La perspective européenne de l’OMS
Ces dix dernières années, le Bureau régional de l’OMS pour l’Europe a travaillé avec les États membres pour améliorer l’état de santé de leurs citoyens en mettant en place des systèmes de santé plus robustes. Ces travaux doivent se poursuivre malgré la récession économique actuelle : il ne faudrait pas permettre que des réactions sur le court terme et d’apparentes nécessités du présent aient un effet néfaste sur la santé de la Région à l’avenir.
« Notre expérience passée nous a appris qu’en temps de crise, les résultats obtenus dans le domaine de la santé et le risque d’être exposé à des difficultés financières pour raisons de santé peuvent être influencés par la variation des ressources disponibles pour les systèmes de santé (ressources financières et humaines, médicaments et appareils médicaux, frais d’exploitation et infrastructures), par la variation des conditions et des modes de vie, ainsi que des comportements de consommation, et par la variation des normes et valeurs sociales », déclare le docteur Nata Menabde, directrice régionale adjointe du Bureau régional. « Idéalement, le système de santé peut et devrait faire trois choses : 1) protéger les personnes qui en ont le plus besoin ; 2) se concentrer sur les domaines dans lesquels il est efficace et apporte une valeur ajoutée ; et 3) se comporter en tant qu’acteur économique intelligent en termes d’investissement, de dépenses et d’emploi. »

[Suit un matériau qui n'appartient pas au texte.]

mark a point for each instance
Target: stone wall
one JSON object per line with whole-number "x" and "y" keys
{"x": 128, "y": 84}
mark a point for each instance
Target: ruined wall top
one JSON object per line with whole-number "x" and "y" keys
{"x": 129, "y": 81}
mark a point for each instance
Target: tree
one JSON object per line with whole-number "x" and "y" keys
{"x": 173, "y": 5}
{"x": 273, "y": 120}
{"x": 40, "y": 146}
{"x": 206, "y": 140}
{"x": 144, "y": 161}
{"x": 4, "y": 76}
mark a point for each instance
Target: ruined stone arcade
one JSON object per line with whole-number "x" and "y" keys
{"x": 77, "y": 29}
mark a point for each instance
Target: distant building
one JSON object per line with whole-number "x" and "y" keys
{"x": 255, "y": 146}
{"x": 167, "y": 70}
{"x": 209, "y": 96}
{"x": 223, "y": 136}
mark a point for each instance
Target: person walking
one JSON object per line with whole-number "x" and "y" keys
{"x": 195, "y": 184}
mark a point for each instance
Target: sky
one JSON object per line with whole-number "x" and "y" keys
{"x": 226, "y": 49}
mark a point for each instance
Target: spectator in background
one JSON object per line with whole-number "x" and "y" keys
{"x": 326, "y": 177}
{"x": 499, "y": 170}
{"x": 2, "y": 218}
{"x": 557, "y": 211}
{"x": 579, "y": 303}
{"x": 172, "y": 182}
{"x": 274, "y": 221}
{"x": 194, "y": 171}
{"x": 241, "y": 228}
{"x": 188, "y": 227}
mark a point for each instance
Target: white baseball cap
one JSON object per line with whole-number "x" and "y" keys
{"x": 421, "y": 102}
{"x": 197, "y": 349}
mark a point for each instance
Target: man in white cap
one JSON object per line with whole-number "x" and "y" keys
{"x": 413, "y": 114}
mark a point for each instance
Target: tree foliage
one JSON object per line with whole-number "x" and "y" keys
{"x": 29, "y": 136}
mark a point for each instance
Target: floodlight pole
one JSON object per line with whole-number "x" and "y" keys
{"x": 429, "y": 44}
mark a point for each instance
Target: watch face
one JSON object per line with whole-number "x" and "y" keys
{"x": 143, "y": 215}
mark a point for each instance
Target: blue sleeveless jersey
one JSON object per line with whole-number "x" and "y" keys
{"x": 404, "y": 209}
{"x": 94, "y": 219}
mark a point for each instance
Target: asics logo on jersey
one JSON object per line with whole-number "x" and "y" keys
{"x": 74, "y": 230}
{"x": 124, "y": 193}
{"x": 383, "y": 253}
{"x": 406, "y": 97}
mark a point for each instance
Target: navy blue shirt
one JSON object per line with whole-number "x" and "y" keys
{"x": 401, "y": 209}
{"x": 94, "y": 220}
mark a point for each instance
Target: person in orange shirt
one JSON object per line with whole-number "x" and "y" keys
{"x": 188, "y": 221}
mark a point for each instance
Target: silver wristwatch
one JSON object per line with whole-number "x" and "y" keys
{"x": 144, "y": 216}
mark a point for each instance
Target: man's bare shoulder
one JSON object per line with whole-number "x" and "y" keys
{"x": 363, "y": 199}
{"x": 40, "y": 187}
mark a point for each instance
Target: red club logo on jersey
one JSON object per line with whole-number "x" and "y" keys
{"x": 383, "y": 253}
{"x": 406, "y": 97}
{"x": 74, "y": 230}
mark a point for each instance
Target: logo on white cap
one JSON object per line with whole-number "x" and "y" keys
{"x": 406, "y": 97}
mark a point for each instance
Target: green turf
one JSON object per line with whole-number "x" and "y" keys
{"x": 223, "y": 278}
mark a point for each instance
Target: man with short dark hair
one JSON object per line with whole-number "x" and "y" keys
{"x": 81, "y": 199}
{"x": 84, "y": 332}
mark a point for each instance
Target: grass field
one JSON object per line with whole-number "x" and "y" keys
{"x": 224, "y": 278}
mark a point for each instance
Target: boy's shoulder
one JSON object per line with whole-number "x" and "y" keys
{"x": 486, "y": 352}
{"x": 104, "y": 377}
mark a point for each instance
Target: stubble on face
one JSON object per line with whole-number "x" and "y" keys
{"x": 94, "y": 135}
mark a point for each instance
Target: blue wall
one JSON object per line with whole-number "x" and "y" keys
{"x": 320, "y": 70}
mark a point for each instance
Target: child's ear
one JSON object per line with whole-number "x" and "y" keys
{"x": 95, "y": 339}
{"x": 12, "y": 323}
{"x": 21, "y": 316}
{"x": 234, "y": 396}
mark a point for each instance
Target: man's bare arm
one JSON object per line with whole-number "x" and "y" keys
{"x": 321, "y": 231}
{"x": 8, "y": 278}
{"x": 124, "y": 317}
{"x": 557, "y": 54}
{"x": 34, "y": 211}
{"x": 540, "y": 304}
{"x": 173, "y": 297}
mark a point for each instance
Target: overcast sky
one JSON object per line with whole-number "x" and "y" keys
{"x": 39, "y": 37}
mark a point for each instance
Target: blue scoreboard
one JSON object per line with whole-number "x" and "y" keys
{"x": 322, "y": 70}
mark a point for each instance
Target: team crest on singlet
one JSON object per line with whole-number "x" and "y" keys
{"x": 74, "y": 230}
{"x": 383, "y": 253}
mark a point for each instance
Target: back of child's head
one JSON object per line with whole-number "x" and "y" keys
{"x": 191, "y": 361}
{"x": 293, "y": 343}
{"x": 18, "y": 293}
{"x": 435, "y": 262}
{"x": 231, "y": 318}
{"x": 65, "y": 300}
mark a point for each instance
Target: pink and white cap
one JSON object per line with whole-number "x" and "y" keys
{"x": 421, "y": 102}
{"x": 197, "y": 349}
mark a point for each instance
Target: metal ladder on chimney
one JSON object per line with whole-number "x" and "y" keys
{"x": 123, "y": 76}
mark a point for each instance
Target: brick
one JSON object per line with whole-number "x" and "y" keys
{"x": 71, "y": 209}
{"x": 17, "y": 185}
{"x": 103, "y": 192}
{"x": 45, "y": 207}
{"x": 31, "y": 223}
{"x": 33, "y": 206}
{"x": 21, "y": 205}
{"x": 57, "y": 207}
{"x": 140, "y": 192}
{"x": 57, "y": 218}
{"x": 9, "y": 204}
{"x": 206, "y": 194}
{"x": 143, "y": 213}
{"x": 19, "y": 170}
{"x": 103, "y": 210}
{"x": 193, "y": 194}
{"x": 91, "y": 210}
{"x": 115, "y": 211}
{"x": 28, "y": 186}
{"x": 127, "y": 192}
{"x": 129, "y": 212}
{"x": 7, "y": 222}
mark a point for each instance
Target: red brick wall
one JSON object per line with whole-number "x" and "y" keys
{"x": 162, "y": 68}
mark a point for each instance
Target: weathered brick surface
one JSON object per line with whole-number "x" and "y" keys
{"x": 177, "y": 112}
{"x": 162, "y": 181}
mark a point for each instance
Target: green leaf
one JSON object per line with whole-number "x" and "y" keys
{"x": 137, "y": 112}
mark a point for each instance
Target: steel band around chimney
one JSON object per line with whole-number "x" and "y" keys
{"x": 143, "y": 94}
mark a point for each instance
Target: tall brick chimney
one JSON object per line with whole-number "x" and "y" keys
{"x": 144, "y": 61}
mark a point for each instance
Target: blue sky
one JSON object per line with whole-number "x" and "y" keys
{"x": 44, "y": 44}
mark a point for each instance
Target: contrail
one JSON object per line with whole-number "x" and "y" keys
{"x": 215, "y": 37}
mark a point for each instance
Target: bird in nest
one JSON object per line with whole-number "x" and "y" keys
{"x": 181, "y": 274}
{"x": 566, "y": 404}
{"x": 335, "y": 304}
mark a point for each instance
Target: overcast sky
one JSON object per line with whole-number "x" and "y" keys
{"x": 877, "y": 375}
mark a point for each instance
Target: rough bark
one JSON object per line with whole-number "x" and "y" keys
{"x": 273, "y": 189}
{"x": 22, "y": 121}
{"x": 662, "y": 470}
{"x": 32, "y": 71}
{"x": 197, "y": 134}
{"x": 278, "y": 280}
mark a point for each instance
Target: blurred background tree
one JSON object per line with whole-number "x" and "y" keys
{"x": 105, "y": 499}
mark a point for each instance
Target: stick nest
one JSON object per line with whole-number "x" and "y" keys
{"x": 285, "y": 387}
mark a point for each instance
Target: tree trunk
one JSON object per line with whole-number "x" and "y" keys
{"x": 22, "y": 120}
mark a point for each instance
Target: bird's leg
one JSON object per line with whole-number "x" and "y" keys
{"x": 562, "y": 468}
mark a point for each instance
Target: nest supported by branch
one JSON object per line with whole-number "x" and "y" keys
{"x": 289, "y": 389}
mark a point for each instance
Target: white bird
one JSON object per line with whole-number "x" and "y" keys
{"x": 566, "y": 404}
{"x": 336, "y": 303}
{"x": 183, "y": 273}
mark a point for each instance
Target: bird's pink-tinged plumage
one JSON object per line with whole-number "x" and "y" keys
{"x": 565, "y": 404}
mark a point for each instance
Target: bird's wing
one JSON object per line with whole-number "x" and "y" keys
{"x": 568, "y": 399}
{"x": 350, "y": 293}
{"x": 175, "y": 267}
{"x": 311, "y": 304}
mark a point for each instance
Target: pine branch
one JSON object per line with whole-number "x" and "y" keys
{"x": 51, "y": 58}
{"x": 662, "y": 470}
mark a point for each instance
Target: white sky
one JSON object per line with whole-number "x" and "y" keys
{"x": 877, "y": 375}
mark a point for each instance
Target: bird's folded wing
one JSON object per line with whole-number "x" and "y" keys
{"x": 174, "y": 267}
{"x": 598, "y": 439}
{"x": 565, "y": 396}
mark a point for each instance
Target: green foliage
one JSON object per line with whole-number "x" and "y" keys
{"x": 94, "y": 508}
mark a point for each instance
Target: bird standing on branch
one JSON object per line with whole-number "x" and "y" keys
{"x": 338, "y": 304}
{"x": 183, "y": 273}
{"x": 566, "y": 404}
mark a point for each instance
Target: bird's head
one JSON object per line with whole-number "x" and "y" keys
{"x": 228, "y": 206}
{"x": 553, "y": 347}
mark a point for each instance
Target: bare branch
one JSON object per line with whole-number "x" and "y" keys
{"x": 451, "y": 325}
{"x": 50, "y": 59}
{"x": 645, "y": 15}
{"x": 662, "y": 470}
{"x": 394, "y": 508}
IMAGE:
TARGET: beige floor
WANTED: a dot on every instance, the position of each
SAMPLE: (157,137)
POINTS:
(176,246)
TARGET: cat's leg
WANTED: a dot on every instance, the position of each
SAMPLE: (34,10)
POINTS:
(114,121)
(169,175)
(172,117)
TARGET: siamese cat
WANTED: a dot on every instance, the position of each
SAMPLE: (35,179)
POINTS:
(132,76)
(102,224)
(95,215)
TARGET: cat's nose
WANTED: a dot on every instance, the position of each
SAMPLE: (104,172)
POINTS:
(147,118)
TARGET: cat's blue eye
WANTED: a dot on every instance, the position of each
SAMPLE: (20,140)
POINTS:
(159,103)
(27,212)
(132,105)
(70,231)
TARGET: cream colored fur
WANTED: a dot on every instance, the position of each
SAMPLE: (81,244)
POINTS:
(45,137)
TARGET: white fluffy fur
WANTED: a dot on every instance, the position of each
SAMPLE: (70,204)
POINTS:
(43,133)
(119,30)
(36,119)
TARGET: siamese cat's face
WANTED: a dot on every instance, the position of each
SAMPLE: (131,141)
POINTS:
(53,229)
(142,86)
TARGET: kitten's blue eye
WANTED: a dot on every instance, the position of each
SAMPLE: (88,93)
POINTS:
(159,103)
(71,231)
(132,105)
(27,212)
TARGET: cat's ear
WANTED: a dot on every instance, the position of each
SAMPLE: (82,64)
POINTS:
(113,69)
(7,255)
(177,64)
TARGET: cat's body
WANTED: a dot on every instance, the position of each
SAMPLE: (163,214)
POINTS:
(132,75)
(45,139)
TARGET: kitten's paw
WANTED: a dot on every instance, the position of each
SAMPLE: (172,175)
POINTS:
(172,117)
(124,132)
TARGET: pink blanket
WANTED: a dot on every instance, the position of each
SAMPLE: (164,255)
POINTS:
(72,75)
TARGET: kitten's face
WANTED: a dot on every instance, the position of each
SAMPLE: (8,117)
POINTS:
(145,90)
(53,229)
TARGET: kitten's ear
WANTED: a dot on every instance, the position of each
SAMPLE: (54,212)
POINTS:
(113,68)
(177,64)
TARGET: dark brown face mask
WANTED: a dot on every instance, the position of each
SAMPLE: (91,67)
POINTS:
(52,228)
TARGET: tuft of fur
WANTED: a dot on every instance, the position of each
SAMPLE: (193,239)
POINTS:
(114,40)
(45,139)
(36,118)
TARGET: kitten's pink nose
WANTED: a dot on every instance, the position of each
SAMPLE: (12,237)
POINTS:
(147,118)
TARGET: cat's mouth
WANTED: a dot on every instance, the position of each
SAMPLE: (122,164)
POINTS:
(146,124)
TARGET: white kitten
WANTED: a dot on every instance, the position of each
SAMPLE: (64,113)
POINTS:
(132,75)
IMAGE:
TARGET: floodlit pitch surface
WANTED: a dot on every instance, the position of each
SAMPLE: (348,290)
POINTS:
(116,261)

« Des choix difficiles sont faits et devront être faits en termes de dépenses et de priorités, mais il est vital que, malgré les problèmes actuels, la Région et les États membres maintiennent leur engagement en faveur des valeurs et des principes convenus dans la Charte de Tallinn , en 2008 : promouvoir « les valeurs partagées de solidarité, d’équité et de participation dans les politiques de la santé, dans l’affectation des moyens et dans d’autres actions, en veillant à ce que les besoins des pauvres et des autres groupes vulnérables reçoivent l’attention nécessaire », ajoute le docteur Menabde.